YENİDEN DİRİLİŞ VAKTİ

13 Nisan 2017 - 00:50

Endülüs Emevilerinin yıkılması ve kütüphanelerin dağıtılması İslam toplumunun bilgiden uzaklaşmasına sebep olmuştur.
Osmanlı'nın tekraren dünyadaki alimleri bir araya getirerek bilgiye sahip çıkmasıyla ulaştığı bir medeniyet vardı. Daha sonra İslam toplumunun özellikle 17. yüzyılın ikinci yarısından sonra pozitif bilimlerin mendereslerden çıkarılması ile pozitif bilimlerden ve yeni gelişmelerden uzaklaştırıldığını biliyoruz.
Abdülhamit Han zamanında şu an uygulanmaya çalışılan alt geçit, raylı sistem ve Kanal İstanbul gibi projelerin tamamının mühendislerinin İngiliz olması o günkü Osmanlı Devleti'nde bilgiye verilen değerin ve yetişmiş insan zihninin hemen hemen yok mesabesinde olduğunu göstermektedir.
Osmanlı idarecileri ve halk bu noktada malum sebeplerle bilinçten, gayretten ve menzilden uzaklaştırılmıştır. Sözde bilinçli bir gençlik yetiştirmek adına jön Türklerin Avrupa'ya gönderilmesi Osmanlı'nın yıkılmasına önayak olmuştur.
Bilgi ve teknolojiden bu kadar uzak bir devletin hemen akabinde kurulan Türkiye Cumhuriyeti'nde ise yöneticiler bilgiye ulaşma yöntemi olarak kendilerince zihinlerinde büyüttükleri Avrupa'yı örnek almışlardır.
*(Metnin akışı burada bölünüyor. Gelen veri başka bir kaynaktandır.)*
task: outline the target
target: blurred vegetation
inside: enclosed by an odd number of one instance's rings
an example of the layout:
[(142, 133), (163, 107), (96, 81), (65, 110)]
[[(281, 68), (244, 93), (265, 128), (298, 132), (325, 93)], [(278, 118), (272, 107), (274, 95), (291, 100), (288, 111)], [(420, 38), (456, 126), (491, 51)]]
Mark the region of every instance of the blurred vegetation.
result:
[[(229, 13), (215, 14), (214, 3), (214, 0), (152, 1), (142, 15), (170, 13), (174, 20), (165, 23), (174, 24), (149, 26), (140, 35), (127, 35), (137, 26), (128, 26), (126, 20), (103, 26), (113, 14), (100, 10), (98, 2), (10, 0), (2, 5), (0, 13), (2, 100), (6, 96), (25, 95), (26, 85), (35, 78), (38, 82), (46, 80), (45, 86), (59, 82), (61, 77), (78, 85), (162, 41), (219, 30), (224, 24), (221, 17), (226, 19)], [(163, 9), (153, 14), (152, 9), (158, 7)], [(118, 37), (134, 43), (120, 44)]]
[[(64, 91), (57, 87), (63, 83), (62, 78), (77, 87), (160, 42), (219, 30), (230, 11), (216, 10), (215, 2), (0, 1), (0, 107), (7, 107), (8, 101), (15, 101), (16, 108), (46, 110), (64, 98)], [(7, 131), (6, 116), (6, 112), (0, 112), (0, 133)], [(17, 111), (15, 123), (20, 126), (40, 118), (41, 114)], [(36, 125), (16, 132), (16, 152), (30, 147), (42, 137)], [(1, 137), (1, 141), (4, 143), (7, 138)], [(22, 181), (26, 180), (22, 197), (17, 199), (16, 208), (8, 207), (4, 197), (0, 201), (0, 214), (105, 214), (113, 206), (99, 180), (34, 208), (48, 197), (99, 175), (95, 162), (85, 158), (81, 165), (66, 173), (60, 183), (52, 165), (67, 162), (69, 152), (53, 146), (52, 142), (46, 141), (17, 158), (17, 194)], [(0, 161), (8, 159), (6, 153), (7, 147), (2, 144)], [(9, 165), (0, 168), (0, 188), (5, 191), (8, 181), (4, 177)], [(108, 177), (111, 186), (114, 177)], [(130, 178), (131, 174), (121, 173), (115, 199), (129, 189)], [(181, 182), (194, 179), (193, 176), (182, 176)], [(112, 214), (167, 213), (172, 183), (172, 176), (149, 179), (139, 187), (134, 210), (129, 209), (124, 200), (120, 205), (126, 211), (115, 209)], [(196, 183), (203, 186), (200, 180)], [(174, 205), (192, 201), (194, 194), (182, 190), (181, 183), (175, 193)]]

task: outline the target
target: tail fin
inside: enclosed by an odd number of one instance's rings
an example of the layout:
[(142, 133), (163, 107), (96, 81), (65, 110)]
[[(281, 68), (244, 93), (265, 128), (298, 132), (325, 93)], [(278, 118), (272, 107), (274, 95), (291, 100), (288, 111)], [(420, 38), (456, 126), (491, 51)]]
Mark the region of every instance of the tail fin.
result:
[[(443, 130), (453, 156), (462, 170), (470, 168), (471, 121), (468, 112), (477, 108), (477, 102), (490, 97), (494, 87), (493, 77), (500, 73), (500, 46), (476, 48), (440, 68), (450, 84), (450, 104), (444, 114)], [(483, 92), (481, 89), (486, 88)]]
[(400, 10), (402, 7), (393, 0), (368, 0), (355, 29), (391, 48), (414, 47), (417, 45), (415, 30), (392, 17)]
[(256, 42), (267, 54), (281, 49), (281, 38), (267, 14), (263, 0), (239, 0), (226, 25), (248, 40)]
Eğitimi hatta ülke yönetimini neredeyse tamamen onlara teslim etmek gibi bir durumla karşı karşıya kalmışlardır.
1947'de yapılan Fulbright Eğitim Anlaşması da bunun en açık örneği olarak eğitimin  Amerikalılara  tesliminin ispatıdır. Maalesef  Türk Milleti , Milli Eğitiminin muasır medeniyet diye ifade edilen Amerikan ve Avrupa ülkelerinin seviyesine ulaşacağına inandırılmıştır. Sonuç itibariyle İngilizlerin ve Amerikalıların insafına bırakılan  bir eğitim söz konusu olmuştur.
Türkiye Cumhuriyetinin ekonomide, siyasette, eğitimde ve aklımıza gelen her alanda Osmanlı'dan ve İslam medeniyetinden uzaklaştırılmasında batının etkisini hatta kılcal damarlarımıza kadar girdiğini görmekteyiz. Bugün özgürlük olarak algıladığımız esaretten kurtulmak için bizleri büyük bir mücadele beklemektedir.
Bilinçli ve akıllı yapılacak her türlü mücadelenin eğitimden geçtiği aşikardır. Dolayısıyla Milli Eğitimimiz gerçekten milli olmak zorundadır. Bunun için büyük bir seferberlik ilan edilmeli ve bu mücadele halkın tabanına kadar yayılıp, halkın bilinçlenmesi sağlanmalıdır.
Dolayısıyla kendi özümüze, kendi kültürümüze ve kendi inancımıza sahip çıkacak bir metot belirlemek ve yeniden diriliş için eğitimden başlamak gerekmektedir. Günü kurtarmak için uğraşan idarecilerimizden ziyade elini taşın altına koyabilen risk alabilen ve özveriyle çalışan idarecilere ihtiyaç olduğu açıktır.